【食べ物のにおいが分からない】

人間の五感のうち、視覚と聴覚が「精神に近い感覚」と呼ばれるのに対し、嗅覚と味覚は「生命に近い感覚」と称される。特に嗅覚は、食物摂取や種族保存といった、人間が生命を維持するための基本に関与している感覚である。
においを感じ取るのは、鼻の中の目と目の問にある、嗅裂(きゅうれつ)と呼ばれる部分の嗅粘膜だ。嗅上皮というこの粘膜に、においを感じ取る嗅細胞があって、嗅神経を通じて脳とつながっている。
においのもとである嗅素という物質が、鼻の穴から入ってきたり、口腔内で発生して後鼻孔を通って鼻腔に入り、嗅細胞に到達すると、その刺激が脳に伝わってにおいとして感じられる。こうした嗅覚の仕組みのどこかに異常が発生すると、嗅覚障害となる。
 嗅覚障害の原因は様々であるが、鼻そのものの病気によることが圧倒的に多い。例えばアレルギー性鼻炎、急性・慢性の副鼻腔炎、風邪に起因する急性鼻炎など。アレルギー性鼻炎と副鼻腔炎では、鼻粘膜がひどく腫れて、嘆素が嗅粘膜まで届かないために嗅覚障害が生じる。急性鼻炎では、鼻づまりのほかにウイルスが直接、嗅神経を侵している可能性もある。これらの炎症を放置したまま長引かせると、嗅神経がダメージを受けて、治りにくくなってしまう。
このほかにも交通事故などの頭部外傷の後遺症、鬱病で生命力が低下している時、放射線療法の後や抗ガン剤などによる薬剤性の障害、加齢による嗅覚の減退などによっても嗅覚障害は起こる。
一般的な検査としては、嗅素を含んだ薬剤を鼻の入り口に提示し、においを判定する方法、アリナミン注射液を静脈注射してにんにく嗅を感じるかどうかで判定する方法の2つがある。
嗅覚障害の治療法には、薬物療法と手術療法があるが、局所疾患(鼻の病気)による障害が多いことから、薬物療法が主となる。嗅上皮を内視鏡で観察して閉塞の程度を確認し、その部分への薬剤塗布を行う。薬剤には鼻粘膜収縮剤やステロイド剤を使う。
局所疾患が原因の場合は、この治療によってほとんどが改善する。早期に治療を始めることが重要で、こじらせてしまってからでは効き目もおぼつかなくなる。

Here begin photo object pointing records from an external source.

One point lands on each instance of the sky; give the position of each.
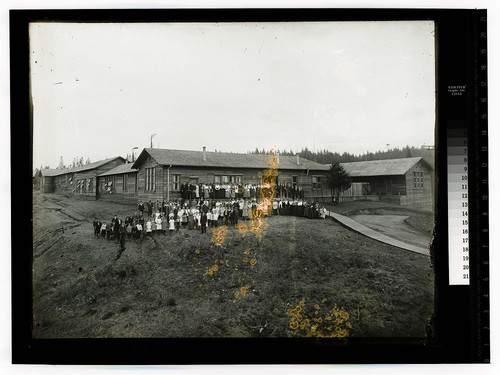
(99, 90)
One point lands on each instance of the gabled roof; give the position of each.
(187, 158)
(389, 167)
(121, 169)
(90, 166)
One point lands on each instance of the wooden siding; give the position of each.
(117, 186)
(157, 192)
(207, 176)
(68, 182)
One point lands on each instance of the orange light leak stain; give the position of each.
(332, 323)
(219, 235)
(242, 228)
(267, 194)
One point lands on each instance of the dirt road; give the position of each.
(161, 287)
(395, 226)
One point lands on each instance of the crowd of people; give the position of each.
(236, 191)
(168, 217)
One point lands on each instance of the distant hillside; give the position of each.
(328, 157)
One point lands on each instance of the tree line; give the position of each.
(328, 157)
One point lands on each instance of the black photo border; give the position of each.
(461, 327)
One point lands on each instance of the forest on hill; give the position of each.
(328, 157)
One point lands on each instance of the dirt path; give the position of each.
(394, 226)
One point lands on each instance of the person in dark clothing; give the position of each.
(203, 222)
(122, 231)
(150, 208)
(97, 227)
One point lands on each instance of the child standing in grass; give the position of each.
(171, 223)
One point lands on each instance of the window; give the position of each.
(176, 179)
(418, 180)
(235, 179)
(150, 179)
(316, 182)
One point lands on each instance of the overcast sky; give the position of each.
(101, 89)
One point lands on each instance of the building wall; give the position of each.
(46, 184)
(119, 190)
(69, 183)
(143, 192)
(207, 176)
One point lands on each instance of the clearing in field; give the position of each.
(302, 277)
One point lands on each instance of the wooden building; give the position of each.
(406, 182)
(44, 179)
(83, 180)
(118, 183)
(162, 172)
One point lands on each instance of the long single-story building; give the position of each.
(406, 182)
(44, 179)
(119, 182)
(80, 180)
(162, 173)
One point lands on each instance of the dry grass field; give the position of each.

嗅覚障害というと、従来はあまり重要視されず、病気としては軽視されがちであった。しかし、実生活の中では大変に不便なものである。嗅覚が侵されると、味覚までダメになったように感じるものだ。Kさんのようにコーヒーを飲んでも香りが味わえないばかりか、食べ物の腐敗が分からなかったり、ガス漏れにも気づかないといった危険な状態もあり得る。
風邪が治って3〜4日経ってもにおいの感覚がおかしかったら、耳鼻咽喉科での受診をお勧めする。(談話まとめ:杉元順子=医療ジャーナリスト)

[出典:日経ビジネス、2007/02/12号、三好彰=三好耳鼻咽喉科クリニック院長]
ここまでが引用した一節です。